FlashTalk Integration Case

Goal

Connect flashtalk through OmniRT for high-quality talking-head synthesis. OpenTalking handles session orchestration, TTS, events, and WebRTC; model loading and inference belong to OmniRT or the external model service.

Prerequisites

  • Mock E2E has passed.
  • SoulX-FlashTalk-14B and wav2vec2 weights are prepared as described in Talking-head Models → FlashTalk.
  • CUDA evaluation needs a 4090/A100-class GPU; Ascend evaluation needs the CANN environment.

Steps

CUDA evaluation:

Terminal
cd opentalking
bash scripts/quickstart/start_omnirt_flashtalk.sh --device cuda --nproc 1
bash scripts/quickstart/start_all.sh --omnirt http://127.0.0.1:9000

Ascend 910B evaluation:

Terminal
source /usr/local/Ascend/ascend-toolkit/set_env.sh
bash scripts/deploy_ascend_910b.sh

Verification

Terminal
curl -fsS http://127.0.0.1:8000/models | jq '.statuses[] | select(.id=="flashtalk")'
curl -fsS http://127.0.0.1:8000/health

Choose a FlashTalk-compatible avatar and the flashtalk model in the browser.
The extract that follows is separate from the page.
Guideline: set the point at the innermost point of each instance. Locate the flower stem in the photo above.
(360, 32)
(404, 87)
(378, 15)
If the orchestration path is uncertain, return to mock first and isolate the model service after LLM/TTS/WebRTC are healthy.

Troubleshooting

Symptom Action
First startup is slow Cold start includes dependency setup, weight loading, and worker initialization; inspect OmniRT logs by phase.
CUDA out of memory Lower OPENTALKING_FLASHTALK_FRAME_NUM, OPENTALKING_FLASHTALK_SAMPLE_STEPS, or output resolution.
NPU import failure Confirm CANN is sourced and torch_npu, driver, and CANN versions match.